揺れる世界 日本の針路 更新日: 公開日:
演説する安倍晋三元首相
演説する安倍晋三元首相=2022年7月8日、奈良市

岸田文雄首相は9月26日午後、弔問外交をスタートした。27日の国葬には、インドのモディ首相、カンボジアのフン・セン首相らが出席する。その一方、カナダのトルドー首相もハリケーン対策のために欠席を表明したため、主要7カ国(G7)から参加する首脳はゼロになった。

安倍氏の国葬とよく比較されるのが、1989年に崩御した昭和天皇の大喪の礼だ。このときも大勢の賓客が海外から訪れたが、特に米国のジョージ・H・W・ブッシュ大統領やフランスのミッテラン大統領など大物の参加が話題になった。

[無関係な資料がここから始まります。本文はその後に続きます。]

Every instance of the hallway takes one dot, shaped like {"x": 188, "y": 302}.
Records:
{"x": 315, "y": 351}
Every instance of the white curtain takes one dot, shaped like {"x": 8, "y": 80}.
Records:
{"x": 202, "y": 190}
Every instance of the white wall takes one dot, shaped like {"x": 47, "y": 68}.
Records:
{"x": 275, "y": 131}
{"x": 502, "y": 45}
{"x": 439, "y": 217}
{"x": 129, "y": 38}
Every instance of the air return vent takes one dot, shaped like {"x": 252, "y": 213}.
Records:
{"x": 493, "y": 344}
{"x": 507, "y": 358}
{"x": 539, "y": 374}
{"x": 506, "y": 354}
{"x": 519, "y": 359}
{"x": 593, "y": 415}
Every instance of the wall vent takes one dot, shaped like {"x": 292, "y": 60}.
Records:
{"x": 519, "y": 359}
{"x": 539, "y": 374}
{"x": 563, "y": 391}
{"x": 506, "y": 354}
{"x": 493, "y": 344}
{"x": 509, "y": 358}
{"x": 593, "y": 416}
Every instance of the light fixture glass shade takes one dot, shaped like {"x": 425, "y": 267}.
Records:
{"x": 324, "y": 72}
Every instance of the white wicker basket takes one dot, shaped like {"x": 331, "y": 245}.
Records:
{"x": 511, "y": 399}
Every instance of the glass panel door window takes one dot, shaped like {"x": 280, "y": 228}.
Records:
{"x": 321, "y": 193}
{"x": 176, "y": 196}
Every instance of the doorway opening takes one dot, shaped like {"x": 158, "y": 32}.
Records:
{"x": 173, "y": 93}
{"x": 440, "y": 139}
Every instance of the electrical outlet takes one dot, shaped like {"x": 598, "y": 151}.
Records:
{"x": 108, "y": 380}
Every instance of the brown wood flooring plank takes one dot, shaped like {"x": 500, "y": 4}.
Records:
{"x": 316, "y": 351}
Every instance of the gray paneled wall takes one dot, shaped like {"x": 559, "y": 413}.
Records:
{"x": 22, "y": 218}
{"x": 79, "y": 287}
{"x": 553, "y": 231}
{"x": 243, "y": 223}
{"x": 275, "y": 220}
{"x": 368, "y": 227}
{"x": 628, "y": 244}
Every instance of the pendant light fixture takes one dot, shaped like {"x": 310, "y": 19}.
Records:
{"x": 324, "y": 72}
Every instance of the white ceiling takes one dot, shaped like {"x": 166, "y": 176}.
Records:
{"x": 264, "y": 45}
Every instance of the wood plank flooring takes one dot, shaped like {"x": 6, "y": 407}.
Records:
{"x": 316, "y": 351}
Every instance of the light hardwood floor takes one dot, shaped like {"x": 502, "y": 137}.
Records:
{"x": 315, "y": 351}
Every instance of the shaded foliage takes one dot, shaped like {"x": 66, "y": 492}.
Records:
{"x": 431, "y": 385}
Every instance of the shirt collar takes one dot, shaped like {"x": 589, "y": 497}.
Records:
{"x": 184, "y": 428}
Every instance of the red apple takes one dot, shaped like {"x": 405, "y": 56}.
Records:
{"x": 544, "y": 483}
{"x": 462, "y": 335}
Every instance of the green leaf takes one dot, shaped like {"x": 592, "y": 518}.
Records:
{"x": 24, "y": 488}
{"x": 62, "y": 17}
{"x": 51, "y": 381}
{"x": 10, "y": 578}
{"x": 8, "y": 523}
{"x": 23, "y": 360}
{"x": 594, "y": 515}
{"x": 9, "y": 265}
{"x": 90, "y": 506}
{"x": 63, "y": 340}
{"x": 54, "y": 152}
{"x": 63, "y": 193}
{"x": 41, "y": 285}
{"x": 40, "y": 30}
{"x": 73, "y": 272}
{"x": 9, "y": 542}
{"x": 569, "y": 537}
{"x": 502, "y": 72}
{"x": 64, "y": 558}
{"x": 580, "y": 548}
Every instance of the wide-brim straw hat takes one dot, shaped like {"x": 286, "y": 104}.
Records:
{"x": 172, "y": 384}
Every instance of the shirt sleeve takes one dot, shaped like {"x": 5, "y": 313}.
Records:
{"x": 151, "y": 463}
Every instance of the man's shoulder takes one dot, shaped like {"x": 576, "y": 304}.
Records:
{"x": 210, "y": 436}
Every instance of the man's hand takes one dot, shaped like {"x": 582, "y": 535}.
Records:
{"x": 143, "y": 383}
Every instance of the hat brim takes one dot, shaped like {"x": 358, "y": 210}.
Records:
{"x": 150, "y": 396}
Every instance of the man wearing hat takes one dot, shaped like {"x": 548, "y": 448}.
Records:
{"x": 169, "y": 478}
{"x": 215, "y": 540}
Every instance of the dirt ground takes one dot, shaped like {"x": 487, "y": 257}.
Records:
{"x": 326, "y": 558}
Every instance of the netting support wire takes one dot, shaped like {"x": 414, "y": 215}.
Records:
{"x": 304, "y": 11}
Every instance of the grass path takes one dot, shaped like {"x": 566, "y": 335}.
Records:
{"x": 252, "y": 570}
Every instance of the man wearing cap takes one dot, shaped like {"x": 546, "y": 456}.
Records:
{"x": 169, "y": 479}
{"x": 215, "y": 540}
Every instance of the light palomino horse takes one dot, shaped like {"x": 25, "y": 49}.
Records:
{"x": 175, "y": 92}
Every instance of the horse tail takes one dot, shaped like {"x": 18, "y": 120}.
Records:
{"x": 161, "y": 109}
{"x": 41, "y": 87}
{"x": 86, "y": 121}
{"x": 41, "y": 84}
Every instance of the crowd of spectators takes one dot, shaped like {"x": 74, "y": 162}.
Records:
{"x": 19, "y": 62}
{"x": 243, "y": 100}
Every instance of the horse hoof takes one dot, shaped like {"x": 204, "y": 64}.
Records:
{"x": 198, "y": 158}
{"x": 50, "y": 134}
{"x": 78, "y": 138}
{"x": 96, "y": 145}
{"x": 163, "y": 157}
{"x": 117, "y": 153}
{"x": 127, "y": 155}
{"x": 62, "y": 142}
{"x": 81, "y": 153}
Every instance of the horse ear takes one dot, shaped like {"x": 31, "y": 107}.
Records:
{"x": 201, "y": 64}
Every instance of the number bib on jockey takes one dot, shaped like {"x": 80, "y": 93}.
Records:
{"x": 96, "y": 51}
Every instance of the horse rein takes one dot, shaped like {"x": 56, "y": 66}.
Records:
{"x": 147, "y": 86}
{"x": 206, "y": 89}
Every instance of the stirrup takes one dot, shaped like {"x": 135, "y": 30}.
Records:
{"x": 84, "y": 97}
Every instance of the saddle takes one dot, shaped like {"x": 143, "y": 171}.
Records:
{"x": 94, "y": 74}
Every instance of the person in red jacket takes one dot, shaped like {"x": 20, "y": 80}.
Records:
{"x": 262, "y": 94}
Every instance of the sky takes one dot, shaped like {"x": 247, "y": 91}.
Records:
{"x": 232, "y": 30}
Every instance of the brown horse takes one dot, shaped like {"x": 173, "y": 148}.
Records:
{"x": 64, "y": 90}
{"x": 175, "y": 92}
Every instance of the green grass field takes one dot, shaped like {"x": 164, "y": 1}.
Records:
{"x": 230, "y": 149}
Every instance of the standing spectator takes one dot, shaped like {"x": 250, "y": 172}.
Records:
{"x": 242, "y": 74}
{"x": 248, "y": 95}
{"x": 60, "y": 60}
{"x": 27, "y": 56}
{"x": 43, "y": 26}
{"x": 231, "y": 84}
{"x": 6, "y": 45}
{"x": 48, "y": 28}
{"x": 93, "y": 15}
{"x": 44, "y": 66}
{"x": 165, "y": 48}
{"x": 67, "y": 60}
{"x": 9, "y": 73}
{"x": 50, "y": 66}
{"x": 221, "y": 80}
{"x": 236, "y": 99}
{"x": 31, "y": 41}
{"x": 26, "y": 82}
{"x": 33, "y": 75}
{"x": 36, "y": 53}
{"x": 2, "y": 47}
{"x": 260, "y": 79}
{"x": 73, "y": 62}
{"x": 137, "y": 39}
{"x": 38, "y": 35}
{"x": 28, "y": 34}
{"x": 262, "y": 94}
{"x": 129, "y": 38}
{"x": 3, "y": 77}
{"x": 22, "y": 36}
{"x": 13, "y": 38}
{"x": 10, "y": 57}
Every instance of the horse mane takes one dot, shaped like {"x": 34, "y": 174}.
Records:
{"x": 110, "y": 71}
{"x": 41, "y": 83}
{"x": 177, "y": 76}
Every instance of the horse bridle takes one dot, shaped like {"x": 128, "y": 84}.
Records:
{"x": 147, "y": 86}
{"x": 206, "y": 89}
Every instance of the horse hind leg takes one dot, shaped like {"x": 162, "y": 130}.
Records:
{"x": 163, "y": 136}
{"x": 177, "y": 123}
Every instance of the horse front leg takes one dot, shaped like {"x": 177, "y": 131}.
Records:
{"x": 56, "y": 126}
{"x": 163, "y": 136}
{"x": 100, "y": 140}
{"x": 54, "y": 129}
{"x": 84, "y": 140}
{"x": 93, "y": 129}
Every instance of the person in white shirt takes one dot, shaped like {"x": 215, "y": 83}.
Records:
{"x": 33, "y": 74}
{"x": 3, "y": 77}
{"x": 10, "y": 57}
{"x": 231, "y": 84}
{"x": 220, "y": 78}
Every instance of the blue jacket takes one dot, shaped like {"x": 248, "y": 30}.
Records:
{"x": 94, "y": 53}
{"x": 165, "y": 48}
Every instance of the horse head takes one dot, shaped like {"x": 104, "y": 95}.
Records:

「大喪の礼」に参列した各国首脳。前列奥からミッテラン仏大統領、ワイツゼッカー西独大統領、ブッシュ米大統領夫妻、カウンダ・ザンビア大統領、スハルト・インドネシア大統領
「大喪の礼」に参列した各国首脳。前列奥からミッテラン仏大統領、ワイツゼッカー西独大統領、ブッシュ米大統領夫妻、カウンダ・ザンビア大統領、スハルト・インドネシア大統領=1989年2月24日、新宿御苑

自民党のベテラン議員は「戦前、戦中、戦後の目撃者であり、生き証人だった昭和天皇と、いくら首相在職最長期間を誇ったといえ、政治家の1人である安倍氏を比べるのは可哀想だ」と語る。

同時に、この議員はこうも話した。

「当時と比べ、日本の国力がガタ落ちしたことは、まごう事なき事実だ」

1989年当時の日本は、バブル経済がはじけた時期にあたったが、まだまだ国力に余裕があった。 その象徴が政府の途上国援助(ODA)だった。国際協力機構(JICA)のホームページにはこう紹介されている。

「日本のODA実績は、1970年代、1980年代を通じて増加、1989年にはアメリカを抜いて初めて『世界最大の援助国』になりました。その当時の援助総額は約90億ドル。その後も1990年を除き、2000年までの10年間、日本は世界最大の援助国でした」

まさに、ODAを武器にした「日本外交華やかなりし時代」だった。

外務省の元幹部は当時を思い出してこう語る。

「経済協力開発機構(OECD)の開発援助委員会(DAC)でよく欧米諸国からやっかみを含んだ嫌みを言われました」

欧米諸国は「日本人は英語もできず、その国の実情に合わない支援をしている」「全部日本企業を潤わせるためにやっている」といった不満をぶつけたという。その絶頂期に行われた大喪の礼だったから、弔問外交にもさらに意味が加わったことだろう。

ところが、その後の日本はどんどん国力が衰退していく。JICAホームページにはこうある。

「それが2001年にアメリカに抜かれて第2位へ、2006年にはイギリスにも抜かれ第3位、そして2007年には、ドイツ、フランスにも抜かれ、ついに第5位へと転落してしまいました」

外務省ホームページによれば、日本の2021年度ODA実績額(暫定値・支出総額ベース)は約219億ドル。国別の支援額順位こそ3位だったが、1位の米国(約425億ドル)、2位のドイツ(約350億ドル)には大きく水を空けられた。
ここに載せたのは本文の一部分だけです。